When the slave data was out of sync in such a way that a statement from the master would fail (in this case because of a duplicate identity column value), the slave server stopped executing any more SQL statements, even though in the background they were still read from the master and stored in the relay logs. This is what the Slave_IO_State and Slave_IO_Running columns from the output of SHOW SLAVE STATUS say.
MySQL does this to give you a chance to look at the problem and determine if you can repair the situation somehow. In this very simple example, the solution is simple because we can easily bring the slave's data back in sync with the master by modifying the record in question to match the contents that were sent from the master and then skip the INSERT replicated from the master using the SQL_SLAVE_SKIP_COUNTER global variable.

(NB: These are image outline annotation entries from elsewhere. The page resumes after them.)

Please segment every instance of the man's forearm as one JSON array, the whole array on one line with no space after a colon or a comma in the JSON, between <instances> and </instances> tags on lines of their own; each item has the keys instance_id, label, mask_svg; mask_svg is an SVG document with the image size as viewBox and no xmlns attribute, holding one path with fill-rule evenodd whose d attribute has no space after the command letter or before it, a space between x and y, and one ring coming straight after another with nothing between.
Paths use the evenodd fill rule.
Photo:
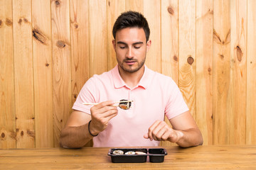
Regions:
<instances>
[{"instance_id":1,"label":"man's forearm","mask_svg":"<svg viewBox=\"0 0 256 170\"><path fill-rule=\"evenodd\" d=\"M88 123L78 127L65 127L60 136L60 146L65 148L82 147L92 139L88 132Z\"/></svg>"},{"instance_id":2,"label":"man's forearm","mask_svg":"<svg viewBox=\"0 0 256 170\"><path fill-rule=\"evenodd\" d=\"M180 140L176 142L182 147L196 147L203 144L202 135L198 129L189 129L187 130L177 130Z\"/></svg>"}]
</instances>

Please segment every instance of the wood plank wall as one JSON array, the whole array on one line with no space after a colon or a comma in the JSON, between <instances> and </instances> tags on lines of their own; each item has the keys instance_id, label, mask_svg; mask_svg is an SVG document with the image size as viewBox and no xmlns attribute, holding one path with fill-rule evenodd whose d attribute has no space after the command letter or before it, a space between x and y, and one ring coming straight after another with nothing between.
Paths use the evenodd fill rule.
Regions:
<instances>
[{"instance_id":1,"label":"wood plank wall","mask_svg":"<svg viewBox=\"0 0 256 170\"><path fill-rule=\"evenodd\" d=\"M204 144L255 144L255 0L0 0L0 148L59 146L85 82L117 64L112 27L129 10L147 18L146 64L178 85Z\"/></svg>"}]
</instances>

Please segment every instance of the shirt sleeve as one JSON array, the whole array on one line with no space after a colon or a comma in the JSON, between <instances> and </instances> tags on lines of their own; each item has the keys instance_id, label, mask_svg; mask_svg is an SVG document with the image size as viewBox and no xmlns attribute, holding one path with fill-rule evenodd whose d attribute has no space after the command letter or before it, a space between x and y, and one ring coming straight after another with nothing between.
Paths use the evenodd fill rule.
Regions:
<instances>
[{"instance_id":1,"label":"shirt sleeve","mask_svg":"<svg viewBox=\"0 0 256 170\"><path fill-rule=\"evenodd\" d=\"M72 108L90 115L90 108L92 106L84 105L82 103L95 103L96 98L97 91L92 76L82 86Z\"/></svg>"},{"instance_id":2,"label":"shirt sleeve","mask_svg":"<svg viewBox=\"0 0 256 170\"><path fill-rule=\"evenodd\" d=\"M168 119L171 119L186 111L188 110L182 94L174 81L171 80L169 86L169 99L165 109L165 114Z\"/></svg>"}]
</instances>

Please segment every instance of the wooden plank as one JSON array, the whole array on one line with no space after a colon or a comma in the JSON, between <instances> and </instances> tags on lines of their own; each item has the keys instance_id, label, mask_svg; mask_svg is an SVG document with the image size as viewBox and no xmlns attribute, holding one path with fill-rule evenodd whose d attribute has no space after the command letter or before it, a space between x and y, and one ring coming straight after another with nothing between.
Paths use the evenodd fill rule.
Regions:
<instances>
[{"instance_id":1,"label":"wooden plank","mask_svg":"<svg viewBox=\"0 0 256 170\"><path fill-rule=\"evenodd\" d=\"M134 11L143 14L144 0L125 0L125 10Z\"/></svg>"},{"instance_id":2,"label":"wooden plank","mask_svg":"<svg viewBox=\"0 0 256 170\"><path fill-rule=\"evenodd\" d=\"M13 1L17 148L35 147L31 1Z\"/></svg>"},{"instance_id":3,"label":"wooden plank","mask_svg":"<svg viewBox=\"0 0 256 170\"><path fill-rule=\"evenodd\" d=\"M231 116L230 144L245 144L247 1L230 1Z\"/></svg>"},{"instance_id":4,"label":"wooden plank","mask_svg":"<svg viewBox=\"0 0 256 170\"><path fill-rule=\"evenodd\" d=\"M178 85L196 120L196 1L179 1L178 17Z\"/></svg>"},{"instance_id":5,"label":"wooden plank","mask_svg":"<svg viewBox=\"0 0 256 170\"><path fill-rule=\"evenodd\" d=\"M111 162L109 147L0 150L1 169L255 169L255 145L165 147L162 163ZM188 168L189 167L189 168Z\"/></svg>"},{"instance_id":6,"label":"wooden plank","mask_svg":"<svg viewBox=\"0 0 256 170\"><path fill-rule=\"evenodd\" d=\"M88 2L70 1L72 103L90 78ZM86 144L91 146L92 141Z\"/></svg>"},{"instance_id":7,"label":"wooden plank","mask_svg":"<svg viewBox=\"0 0 256 170\"><path fill-rule=\"evenodd\" d=\"M178 84L178 0L161 1L161 73Z\"/></svg>"},{"instance_id":8,"label":"wooden plank","mask_svg":"<svg viewBox=\"0 0 256 170\"><path fill-rule=\"evenodd\" d=\"M16 148L11 1L0 1L0 149Z\"/></svg>"},{"instance_id":9,"label":"wooden plank","mask_svg":"<svg viewBox=\"0 0 256 170\"><path fill-rule=\"evenodd\" d=\"M36 147L53 147L50 1L32 1Z\"/></svg>"},{"instance_id":10,"label":"wooden plank","mask_svg":"<svg viewBox=\"0 0 256 170\"><path fill-rule=\"evenodd\" d=\"M90 76L107 71L106 0L89 1Z\"/></svg>"},{"instance_id":11,"label":"wooden plank","mask_svg":"<svg viewBox=\"0 0 256 170\"><path fill-rule=\"evenodd\" d=\"M71 112L71 66L69 1L52 1L54 146Z\"/></svg>"},{"instance_id":12,"label":"wooden plank","mask_svg":"<svg viewBox=\"0 0 256 170\"><path fill-rule=\"evenodd\" d=\"M145 64L154 71L161 72L161 1L146 1L144 3L144 15L149 23L149 40L151 40Z\"/></svg>"},{"instance_id":13,"label":"wooden plank","mask_svg":"<svg viewBox=\"0 0 256 170\"><path fill-rule=\"evenodd\" d=\"M125 11L125 0L109 0L107 1L107 59L108 70L117 65L115 52L113 48L112 40L114 39L112 35L112 28L114 23L121 13Z\"/></svg>"},{"instance_id":14,"label":"wooden plank","mask_svg":"<svg viewBox=\"0 0 256 170\"><path fill-rule=\"evenodd\" d=\"M230 1L213 1L213 144L229 144Z\"/></svg>"},{"instance_id":15,"label":"wooden plank","mask_svg":"<svg viewBox=\"0 0 256 170\"><path fill-rule=\"evenodd\" d=\"M246 144L256 144L256 1L247 1Z\"/></svg>"},{"instance_id":16,"label":"wooden plank","mask_svg":"<svg viewBox=\"0 0 256 170\"><path fill-rule=\"evenodd\" d=\"M213 0L196 1L196 123L213 144Z\"/></svg>"},{"instance_id":17,"label":"wooden plank","mask_svg":"<svg viewBox=\"0 0 256 170\"><path fill-rule=\"evenodd\" d=\"M178 0L161 1L161 72L171 76L178 84ZM153 45L156 43L154 42ZM159 53L158 52L154 52ZM171 125L165 116L165 121ZM161 146L173 146L176 144L161 142Z\"/></svg>"}]
</instances>

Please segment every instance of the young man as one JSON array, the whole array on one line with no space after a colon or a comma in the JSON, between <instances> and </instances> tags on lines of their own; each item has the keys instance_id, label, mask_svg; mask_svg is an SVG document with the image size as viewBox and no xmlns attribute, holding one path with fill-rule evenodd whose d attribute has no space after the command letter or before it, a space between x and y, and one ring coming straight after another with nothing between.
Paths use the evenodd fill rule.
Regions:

This will skip exactly one statement from the relay logs, when the slave is next told to start. In our case, this is the problematic INSERT.
After that the replication is back in sync, as master and slave are now based on identical data sets again, allowing the following statements to be replicated normally.
Another solution in this particular case could have been to delete the record on the slave and then restart the replication with START SLAVE. As the INSERT from the master has not been executed yet, replication would continue as if nothing had happened.
However, under more realistic circumstances, when confronted with a situation like this, you might not have a chance to delete the row on the slave due to foreign key constraints. Only because we immediately took care of the problem and we were sure that in the meantime no programs could have written to the slave, possibly creating new references to that record, were we able to remove it.
Depending on your application architecture and how fast you noticed the problem, some process might have been writing data to the slaves to tables that are designed for this purpose, linking to the now present category_id 17 and effectively preventing you from deleting it.
While in this simple case, we would be sure that the replication setup is now back to normal again, you often will not be able to tell for certain at which point in time a replication problem originated. INSERT statements of duplicate keys will immediately cause an error to become apparent. UPDATE or DELETE statements will often succeed in executing, but would have different effects on the slave than on the master, when they were previously out of sync.
Note
Problems like this can corrupt the data on your slaves silently for extended periods of time. When you find out in the end, it is often too late to recover without resorting to setting up the slave afresh.
When in doubt, we recommend to first use mk-table-checksum as described in the Checking if servers are in sync recipe in this chapter, or more generally to set up the slave from a well-known good state to be completely sure!